Queer cinema has been around for virtually as long as cinema has existed, but it often was forced to exist in the subtext of works or exist as small, independent productions that travelled through an underground network of dedicated cinephiles. This was especially prevalent in markets that didn’t have to compete with the monolithic Hollywood system directly, and one of these underground films was Toshio Matsumoto‘s 1969 film Funeral Parade of Roses, a transgender-centric art film that was less concerned with delivering a conventional plot structure than it was with examining the unconventional lives of Japanese “gay boy” culture. With the film receiving a Blu-ray release following a gorgeous 4K restoration, now is as good a time as any to look at what made Funeral Parade of Roses so extraordinary.

The term “rose” in Japanese culture carries much the same connotation as “pansy” does in English vernacular, often used as a derisive term for perceived males who present feminine attributes. Furthermore, much like elsewhere in the world in the 1960s, gay and transgender identity were often conflated, with crossdressing and transgenderism uniformly lumped into the Japanese subculture known as “gay boys,” whose feminine appearance made it more acceptable for masculine gay men to flirt with them in drag bars. Funeral Parade of Roses focuses on a hostess of one such drag bar, Eddie (portrayed by transgender actress Peter) as she engages in an affair with the club’s owner, Gonda (Yoshio Tsuchiya). However, the madame of the drag bar, Leda (Osamu Ogasawara), is also sleeping with Gonda, and she sees Eddie’s encroachment on her lover as a threat to her power, bringing tensions between the two to a head.

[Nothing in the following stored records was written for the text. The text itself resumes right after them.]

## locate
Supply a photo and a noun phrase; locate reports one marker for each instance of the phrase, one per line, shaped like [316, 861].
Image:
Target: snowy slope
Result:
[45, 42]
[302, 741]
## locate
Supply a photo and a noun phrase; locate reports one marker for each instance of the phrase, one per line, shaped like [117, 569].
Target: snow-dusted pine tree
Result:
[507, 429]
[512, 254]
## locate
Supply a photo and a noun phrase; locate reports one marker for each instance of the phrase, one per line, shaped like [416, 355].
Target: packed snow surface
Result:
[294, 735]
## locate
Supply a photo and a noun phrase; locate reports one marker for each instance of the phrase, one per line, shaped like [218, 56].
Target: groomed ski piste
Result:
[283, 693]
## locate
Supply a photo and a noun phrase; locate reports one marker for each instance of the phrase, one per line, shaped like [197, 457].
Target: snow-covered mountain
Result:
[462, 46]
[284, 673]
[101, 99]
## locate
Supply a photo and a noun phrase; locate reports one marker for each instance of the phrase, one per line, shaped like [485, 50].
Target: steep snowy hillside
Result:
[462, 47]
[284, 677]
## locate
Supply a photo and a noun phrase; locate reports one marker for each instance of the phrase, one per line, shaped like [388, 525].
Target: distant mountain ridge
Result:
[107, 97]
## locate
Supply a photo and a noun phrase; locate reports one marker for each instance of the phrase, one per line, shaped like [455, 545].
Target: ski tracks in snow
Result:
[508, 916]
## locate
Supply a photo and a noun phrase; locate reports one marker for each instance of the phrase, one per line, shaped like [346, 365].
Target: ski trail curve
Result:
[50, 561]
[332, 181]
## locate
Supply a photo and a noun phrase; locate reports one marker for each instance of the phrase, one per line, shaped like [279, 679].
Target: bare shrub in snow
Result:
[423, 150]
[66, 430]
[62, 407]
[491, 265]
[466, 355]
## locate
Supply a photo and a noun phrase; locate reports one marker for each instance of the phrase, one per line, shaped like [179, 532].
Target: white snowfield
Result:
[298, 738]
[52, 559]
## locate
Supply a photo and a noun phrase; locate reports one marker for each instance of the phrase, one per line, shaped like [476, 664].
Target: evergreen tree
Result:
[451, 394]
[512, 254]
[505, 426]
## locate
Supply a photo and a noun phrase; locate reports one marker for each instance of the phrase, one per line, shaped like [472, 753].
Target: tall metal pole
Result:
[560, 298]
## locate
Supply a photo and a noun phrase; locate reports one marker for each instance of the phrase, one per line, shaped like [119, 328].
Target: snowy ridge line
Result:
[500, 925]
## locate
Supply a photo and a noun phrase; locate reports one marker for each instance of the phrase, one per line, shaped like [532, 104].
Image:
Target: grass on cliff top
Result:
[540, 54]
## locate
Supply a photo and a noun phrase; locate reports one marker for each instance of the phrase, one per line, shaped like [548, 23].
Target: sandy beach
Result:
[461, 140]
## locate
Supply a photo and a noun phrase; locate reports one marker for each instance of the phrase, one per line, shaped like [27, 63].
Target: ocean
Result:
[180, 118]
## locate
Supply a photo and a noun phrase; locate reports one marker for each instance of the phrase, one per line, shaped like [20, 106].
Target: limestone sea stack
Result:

However, to call this the main plot of Matsumoto’s film would be somewhat disingenuous, as the filmmaker is much less concerned with plotted narrative than it is with demonstrating the life of a “gay boy” and questioning what could motivate someone to live their life as a shunned outcast. We follow Eddie through a life of partying and unabashed hedonism, hanging out with other social outcasts in dark corners and unrepentantly exploring her sexuality. Funeral Parade of Roses is a very sexually explicit film, but it always emphasizes the sensuality of its sex scenes rather than the queer novelty. Eddie’s nudity is highlighted for the apparent mismatch between her made-up face and her lack of breasts, but we’re never made to gawk or deride her body; her sexuality is to be celebrated as much as anyone’s, which is a remarkably progressive attitude for a film to have taken nearly fifty years ago.

But Matsumoto was a notoriously experimental filmmaker, so much as we are meant to question our understanding of Eddie’s gender and sexuality—which the film comes very close to uncoupling as synonymous—we are also made to question our basic understanding of cinematic narrative construction. The chronological order of events is played with, long diversions from the central love triangle plot take up the majority of the second act, and we are often introduced to characters that have little bearing on Eddie’s conflicts. Matsumoto doesn’t stop there, though, as he gets a lot more metafictional with his experimentation. Actresses are pulled aside for interviews about their real lives as “gay boys;” we see footage of the film crew during filming and cuts still include the presence of a clapperboard; segments of avant garde short films weave their way into the fabric, and persistent title cards reinforce the artificiality of cinematic presentation. Each of these techniques are designed to make us question what makes a film, just as Eddie (and to some extent the actress portraying her) is a direct challenge to classical definitions of male and female.

And Funeral Parade of Roses pushes those limits both textually and metatextually, taking extreme turns that push the boundaries of good taste and narrative cohesion. To divulge too much of the film’s third act would be telling, but there are extreme shades of what might have later inspired John Waters and Park Chan-wook, drawing limits on what the film’s characters will accept as sexually permissive even as they break taboos by their very existence. Stanley Kubrick explicitly cited the film as a major influence on his version of A Clockwork Orange. The film comes to a surprisingly violent and discordant end for an otherwise liberating and culturally empathetic piece, but reconciling that disharmony is precisely what the film’s creator intended.

For this writer, Funeral Parade of Roses was a recent discovery, but it has readily established itself as an important piece of queer film history in my mind. It is wildly progressive beyond its era, and it poses major questions about gender and sexuality without belittling or moralizing to the transgender women it portrays. Matsumoto comes from a place of genuine curiosity, and his exploration is both artistically engaging and philosophically sound. If you like queer or arthouse cinema, or undefinable works of art, Funeral Parade of Roses is a must-see.